By the way the basic facts in that subject you are studying are these:
1) know the definition of the total derivative (differential) as a linear transformation.
2) know the definition of the directional derivatiove, and know that that the directional derivative can exist in every direction while the function still may not have a total derivative,
3) know that if the total derivative does exist, then the directional derivative in every direction does also, and i fact the directional derivative in the direction v is just the value of the total derivative (as linear map) evaluated at v.
4) know that if the directional derivatives exists in the axis directions (partial derivatives) and exist on a whole open neighborhood of the point, and if the partial derivatives are continuous at the point, then also the total derivative does exist there and is represented by the matrix of partial derivatives.
The moral is the total derivative is the conceptual version of the derivative and the partial derivatives are a computational tool enabling you to calculate the total derivative.
5) The chain rule says that the total derivative of a composition of two differentiable maps is the composition of their total derivatives, as linear maps, and its matrix of partials is the matrix product of the matrices of partials of the two components mappings.
6) The gradient is nothing but the derivative in the special case of a real valued function, hence is represented by a one rowed matrix of partials.
7) In case a differentiable real valued function has a local extremum when restricted to a curve or line in it domain, the derivative will equal zero in that direction. If there is a local extremum for the function itelf at the point then all partials and all directional derivatives will be zero there. and thus the gradient matrix or gradient vector, will equal zero there.
8) A continuous function defined on a closed bounded set will have a global maximum and minimum there, either on the boundary of the set, or at an interior point where the gradient is either zero or does not exist.
9) E.g. to find the max of function defined on a disc, one checks the points inside the disc where he gradient is zero, and then one restricts the function to the boundary circle, reparametrizing it by polar coordinates and again finds the points where he one variable derivative is zero.
10) Another way to approach the previous problem of examining the values on the boundary, is to find the gradient of the original function and look for points of the boundary where that graident is perpendicular to the boundary, i.e. parallel to the radius of the boundary circle.
11) More generally the explanation for the trick mentioned in the previous no.#10, is called La Grange's method.

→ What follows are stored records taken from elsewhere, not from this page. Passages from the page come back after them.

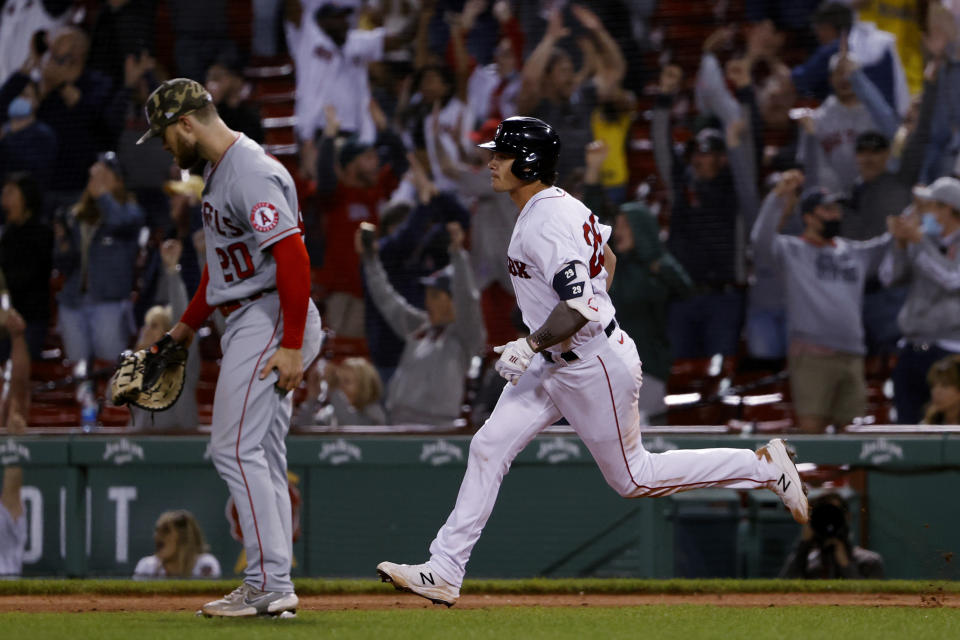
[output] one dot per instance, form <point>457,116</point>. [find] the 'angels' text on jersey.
<point>249,204</point>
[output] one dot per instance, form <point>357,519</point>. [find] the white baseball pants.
<point>598,396</point>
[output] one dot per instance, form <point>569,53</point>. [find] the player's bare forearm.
<point>182,333</point>
<point>562,323</point>
<point>609,263</point>
<point>289,366</point>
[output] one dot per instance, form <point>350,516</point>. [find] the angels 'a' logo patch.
<point>264,216</point>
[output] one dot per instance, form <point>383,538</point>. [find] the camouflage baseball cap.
<point>171,100</point>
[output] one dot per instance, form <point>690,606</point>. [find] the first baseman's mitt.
<point>151,378</point>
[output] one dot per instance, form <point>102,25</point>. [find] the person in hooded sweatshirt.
<point>648,278</point>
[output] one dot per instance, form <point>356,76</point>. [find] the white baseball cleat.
<point>247,601</point>
<point>419,579</point>
<point>788,486</point>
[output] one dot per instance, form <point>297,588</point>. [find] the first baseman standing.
<point>577,364</point>
<point>257,274</point>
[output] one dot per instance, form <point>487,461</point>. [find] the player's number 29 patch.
<point>264,216</point>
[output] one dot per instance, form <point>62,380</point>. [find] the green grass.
<point>689,622</point>
<point>314,586</point>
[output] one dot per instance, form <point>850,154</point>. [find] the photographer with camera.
<point>826,550</point>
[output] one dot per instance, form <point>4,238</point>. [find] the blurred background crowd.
<point>778,174</point>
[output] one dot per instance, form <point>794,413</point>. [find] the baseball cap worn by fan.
<point>944,190</point>
<point>352,147</point>
<point>331,9</point>
<point>442,279</point>
<point>872,141</point>
<point>709,140</point>
<point>813,198</point>
<point>172,99</point>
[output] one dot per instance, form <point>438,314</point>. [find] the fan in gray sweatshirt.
<point>823,281</point>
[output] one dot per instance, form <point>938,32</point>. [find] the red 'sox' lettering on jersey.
<point>264,216</point>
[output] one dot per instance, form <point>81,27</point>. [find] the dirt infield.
<point>89,603</point>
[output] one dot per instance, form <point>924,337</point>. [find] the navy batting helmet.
<point>534,144</point>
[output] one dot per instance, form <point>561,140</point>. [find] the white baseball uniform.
<point>250,204</point>
<point>592,379</point>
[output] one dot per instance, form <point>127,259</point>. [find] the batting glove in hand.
<point>514,359</point>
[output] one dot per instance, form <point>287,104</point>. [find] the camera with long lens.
<point>828,519</point>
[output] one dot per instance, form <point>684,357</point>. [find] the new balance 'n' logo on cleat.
<point>421,580</point>
<point>783,483</point>
<point>788,486</point>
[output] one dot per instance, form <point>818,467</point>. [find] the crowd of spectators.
<point>783,219</point>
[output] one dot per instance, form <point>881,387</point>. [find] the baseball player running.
<point>577,364</point>
<point>257,274</point>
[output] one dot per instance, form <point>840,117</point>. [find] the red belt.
<point>229,307</point>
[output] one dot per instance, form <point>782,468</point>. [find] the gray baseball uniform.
<point>250,204</point>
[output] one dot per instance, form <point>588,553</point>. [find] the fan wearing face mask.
<point>823,276</point>
<point>925,257</point>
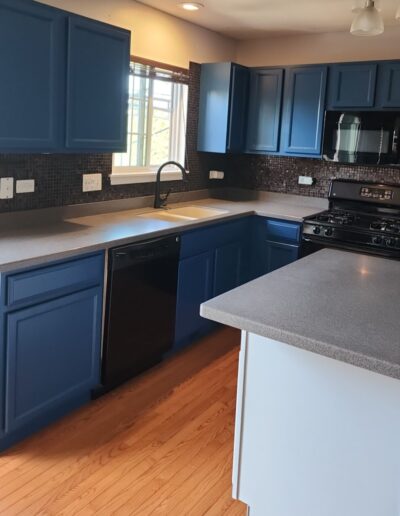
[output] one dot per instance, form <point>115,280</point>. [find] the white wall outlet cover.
<point>25,186</point>
<point>6,188</point>
<point>216,174</point>
<point>306,180</point>
<point>92,182</point>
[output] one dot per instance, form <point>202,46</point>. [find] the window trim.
<point>132,175</point>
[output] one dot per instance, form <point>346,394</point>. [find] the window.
<point>157,114</point>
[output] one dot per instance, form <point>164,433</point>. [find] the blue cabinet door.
<point>389,85</point>
<point>228,267</point>
<point>52,356</point>
<point>264,110</point>
<point>195,285</point>
<point>32,47</point>
<point>238,108</point>
<point>278,255</point>
<point>303,118</point>
<point>223,106</point>
<point>97,86</point>
<point>352,85</point>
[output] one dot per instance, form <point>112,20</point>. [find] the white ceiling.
<point>248,19</point>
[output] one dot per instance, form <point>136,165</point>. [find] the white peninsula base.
<point>314,436</point>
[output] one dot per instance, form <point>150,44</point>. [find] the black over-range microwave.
<point>362,137</point>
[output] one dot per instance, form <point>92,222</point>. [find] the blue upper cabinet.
<point>352,85</point>
<point>389,85</point>
<point>32,46</point>
<point>304,103</point>
<point>64,83</point>
<point>97,86</point>
<point>223,107</point>
<point>265,98</point>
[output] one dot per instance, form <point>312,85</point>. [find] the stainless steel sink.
<point>184,213</point>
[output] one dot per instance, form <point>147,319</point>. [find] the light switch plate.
<point>25,186</point>
<point>91,182</point>
<point>6,188</point>
<point>216,174</point>
<point>306,180</point>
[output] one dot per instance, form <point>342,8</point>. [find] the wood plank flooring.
<point>161,444</point>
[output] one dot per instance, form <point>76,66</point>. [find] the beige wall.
<point>319,48</point>
<point>156,35</point>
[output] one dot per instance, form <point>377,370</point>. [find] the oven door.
<point>366,137</point>
<point>309,247</point>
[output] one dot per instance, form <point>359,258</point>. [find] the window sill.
<point>127,178</point>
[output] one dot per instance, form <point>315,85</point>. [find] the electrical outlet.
<point>6,188</point>
<point>25,186</point>
<point>91,182</point>
<point>306,180</point>
<point>216,174</point>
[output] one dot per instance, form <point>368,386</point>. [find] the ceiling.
<point>248,19</point>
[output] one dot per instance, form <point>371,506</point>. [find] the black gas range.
<point>362,217</point>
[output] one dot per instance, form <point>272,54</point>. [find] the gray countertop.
<point>335,303</point>
<point>39,236</point>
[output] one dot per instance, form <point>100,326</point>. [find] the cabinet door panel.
<point>194,287</point>
<point>278,255</point>
<point>264,110</point>
<point>32,42</point>
<point>390,85</point>
<point>304,110</point>
<point>53,354</point>
<point>214,107</point>
<point>227,267</point>
<point>352,85</point>
<point>238,108</point>
<point>97,86</point>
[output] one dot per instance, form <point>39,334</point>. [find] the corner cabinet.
<point>304,110</point>
<point>276,243</point>
<point>223,107</point>
<point>213,261</point>
<point>65,81</point>
<point>52,320</point>
<point>265,100</point>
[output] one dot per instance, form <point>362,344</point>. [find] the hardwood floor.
<point>161,444</point>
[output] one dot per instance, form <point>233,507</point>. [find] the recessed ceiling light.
<point>191,6</point>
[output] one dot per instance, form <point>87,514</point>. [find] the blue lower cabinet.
<point>227,267</point>
<point>278,255</point>
<point>195,285</point>
<point>53,356</point>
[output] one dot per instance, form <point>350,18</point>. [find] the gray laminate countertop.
<point>335,303</point>
<point>40,236</point>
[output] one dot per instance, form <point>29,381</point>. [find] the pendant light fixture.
<point>368,21</point>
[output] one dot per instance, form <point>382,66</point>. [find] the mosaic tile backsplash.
<point>58,177</point>
<point>280,174</point>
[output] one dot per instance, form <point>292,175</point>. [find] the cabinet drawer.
<point>282,231</point>
<point>52,280</point>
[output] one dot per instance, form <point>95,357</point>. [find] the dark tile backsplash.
<point>58,177</point>
<point>280,174</point>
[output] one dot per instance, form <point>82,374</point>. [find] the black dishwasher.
<point>141,306</point>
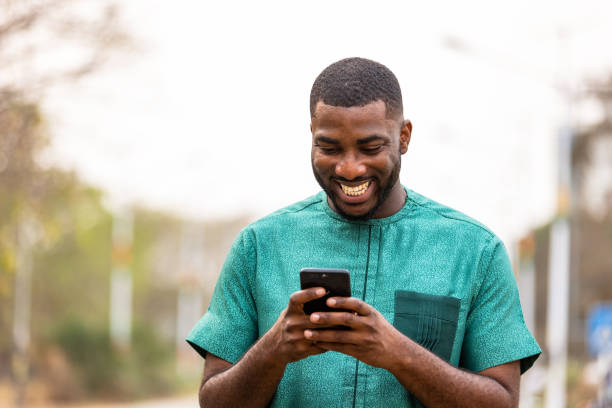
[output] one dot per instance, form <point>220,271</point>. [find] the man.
<point>434,317</point>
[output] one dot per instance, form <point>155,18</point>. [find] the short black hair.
<point>357,82</point>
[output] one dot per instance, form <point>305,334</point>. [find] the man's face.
<point>356,158</point>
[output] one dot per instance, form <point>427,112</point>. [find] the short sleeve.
<point>495,330</point>
<point>229,327</point>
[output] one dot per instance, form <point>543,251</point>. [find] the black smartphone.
<point>337,282</point>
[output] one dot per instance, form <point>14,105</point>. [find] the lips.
<point>351,193</point>
<point>355,191</point>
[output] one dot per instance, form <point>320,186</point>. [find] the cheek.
<point>322,163</point>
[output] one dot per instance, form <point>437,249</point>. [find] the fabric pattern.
<point>442,278</point>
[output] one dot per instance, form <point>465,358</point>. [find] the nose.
<point>350,167</point>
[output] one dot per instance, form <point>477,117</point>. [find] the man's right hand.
<point>287,334</point>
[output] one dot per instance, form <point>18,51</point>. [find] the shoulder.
<point>443,219</point>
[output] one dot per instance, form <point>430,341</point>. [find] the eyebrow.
<point>369,139</point>
<point>326,139</point>
<point>362,141</point>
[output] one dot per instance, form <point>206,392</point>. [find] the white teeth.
<point>355,191</point>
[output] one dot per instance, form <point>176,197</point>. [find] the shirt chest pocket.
<point>429,320</point>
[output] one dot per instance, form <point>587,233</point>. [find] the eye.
<point>372,149</point>
<point>328,149</point>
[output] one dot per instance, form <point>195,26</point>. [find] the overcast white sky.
<point>210,116</point>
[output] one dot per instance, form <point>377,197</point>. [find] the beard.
<point>381,196</point>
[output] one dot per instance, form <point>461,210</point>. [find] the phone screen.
<point>336,281</point>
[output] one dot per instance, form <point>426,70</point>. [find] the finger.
<point>350,319</point>
<point>331,336</point>
<point>297,299</point>
<point>354,304</point>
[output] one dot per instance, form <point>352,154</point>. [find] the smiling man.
<point>434,318</point>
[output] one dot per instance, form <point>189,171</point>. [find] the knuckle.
<point>348,318</point>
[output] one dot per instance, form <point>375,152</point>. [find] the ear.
<point>405,134</point>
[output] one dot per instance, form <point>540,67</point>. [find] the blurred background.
<point>138,137</point>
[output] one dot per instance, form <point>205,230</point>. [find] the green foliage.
<point>103,370</point>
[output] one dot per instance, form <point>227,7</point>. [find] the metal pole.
<point>121,279</point>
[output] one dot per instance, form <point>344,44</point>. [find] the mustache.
<point>336,178</point>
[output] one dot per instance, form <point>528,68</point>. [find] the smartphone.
<point>337,282</point>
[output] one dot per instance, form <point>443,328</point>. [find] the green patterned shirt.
<point>441,278</point>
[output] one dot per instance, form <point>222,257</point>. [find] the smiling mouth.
<point>356,190</point>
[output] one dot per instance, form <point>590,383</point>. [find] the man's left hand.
<point>371,338</point>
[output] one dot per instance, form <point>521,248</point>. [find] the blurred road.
<point>182,402</point>
<point>177,402</point>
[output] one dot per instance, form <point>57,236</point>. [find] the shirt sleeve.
<point>495,329</point>
<point>229,327</point>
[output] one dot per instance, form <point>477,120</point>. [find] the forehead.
<point>372,115</point>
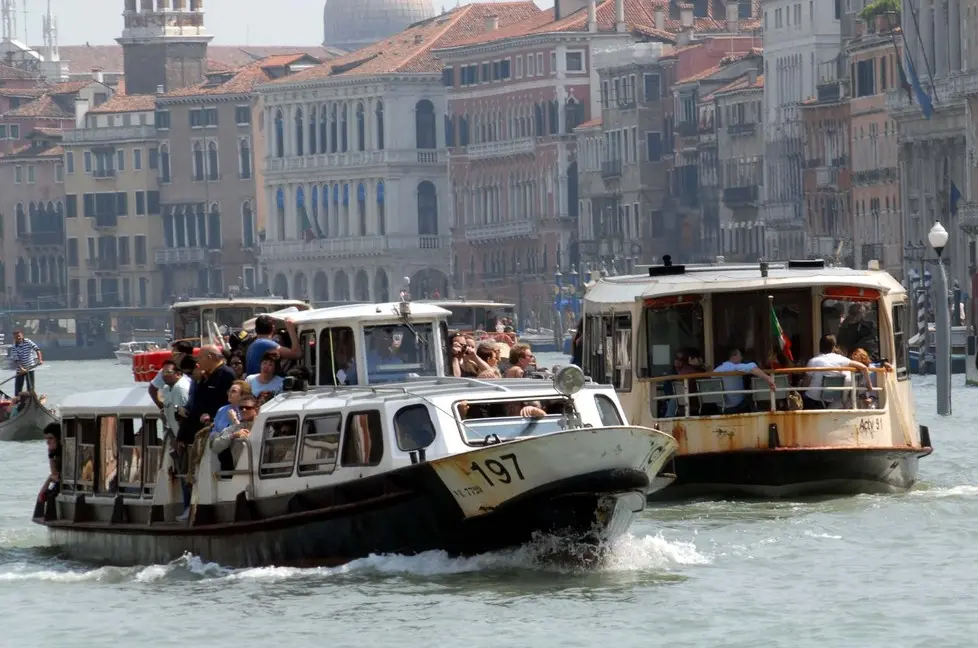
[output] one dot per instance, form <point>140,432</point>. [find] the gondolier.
<point>26,356</point>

It is the trivial observation that the derivative of the restriction of the map, is the restriction of the derivative. Thus the derivative of the restriction of f to the boundary circle is the restriction to the boundary circle of the gradient. Now the gradient acts by dot product, hence its restriction to the boundary circle is zero precisely when it is perpendicular to the boundary circle. In particular the normal, or perpendicular, vector to the surface or curve defined by g=0, is the gradient of g, since the derivative of the g must be zero when restricted to a set where g is constant.
Repeat" basic fact: the gradient of g is perpendicular to the set where g is constant.
12) By the previous reasoning, the method of lagrange is often taught in the following mindless way: to maximize the restriction of a function f to the surface or curve defined by g = 0, find the points of g=0 where the gradient of f is perpendicular to the surface g=0. I.e. find the points of g=0 where the gradient of f is parallel to the gradient of g.
I.e. solve g=0, and gradg = c.gradf, for some scalar c, called the "lagrange multiplier". This gives a name, the multiplier, to the least meaningful element of the whole procedure, namely the unimportant scalar c. It is very difficult to give good example questions for this subject, and most of them are solvable without finding the scalar c.That's about all I recall at the moment about your question. good luck.